GARY GHISELLI, MD, JEFFREY C. WANG, MD, NITIN N. BHATIA, MD, WELLINGTON K. HSU, AND EDGAR G. DAWSON, MD
Two hundred and fifteen patients who had undergone posterior lumbar arthrodesis were included in the study.
Fifty-nine (27.4%) of the 215 patients had evidence of degeneration at the adjacent levels and elected to have an additional decompression (15 patients) or arthrodesis (44 patients).
The rate of symptomatic degeneration at an adjacent segment warranting either decompression or arthrodesis was predicted to be 16.5% at five years and 36.1% at ten years.

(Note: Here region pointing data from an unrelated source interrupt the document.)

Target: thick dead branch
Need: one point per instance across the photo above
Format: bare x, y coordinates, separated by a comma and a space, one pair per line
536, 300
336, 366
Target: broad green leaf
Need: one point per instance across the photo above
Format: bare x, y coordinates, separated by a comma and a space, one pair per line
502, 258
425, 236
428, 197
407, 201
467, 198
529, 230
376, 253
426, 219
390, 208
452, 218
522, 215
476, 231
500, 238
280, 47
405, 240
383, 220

Retrospective studies on scoliosis as well as longitudinal studies on lumbar fusion have suggested that lower lumbar fusions predispose patients to problems in the adjacent motion segments.1-14
The continued degeneration of motion segments adjacent to lumbar spinal fusions is a potential concern for both patients and surgeons and accounts for a substantial percentage of revision spine surgery. Although the development of adjacent segment degeneration can be considered part of the normal aging and degenerative process, this phenomenon appears to be at least partly influenced by the altered stresses that arise as a consequence of lumbar fusion.

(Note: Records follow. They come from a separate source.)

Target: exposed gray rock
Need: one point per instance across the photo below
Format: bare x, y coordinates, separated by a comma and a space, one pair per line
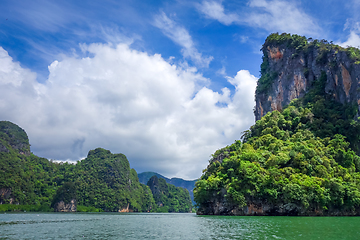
65, 207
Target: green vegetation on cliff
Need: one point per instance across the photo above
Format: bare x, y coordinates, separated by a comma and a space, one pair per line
101, 182
300, 161
169, 198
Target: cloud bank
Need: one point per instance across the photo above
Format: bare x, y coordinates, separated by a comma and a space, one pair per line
160, 115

In the present study, the rate of surgical intervention for adjacent segment disease was 3.9% per year during the first ten years following primary posterior lumbar arthrodesis. At ten years, 36.1% of the patients would have sufficient disease to warrant additional surgical intervention.
Patients who had a multiple-level fusion were significantly less likely to have symptomatic adjacent segment disease than those who had a single-level fusion.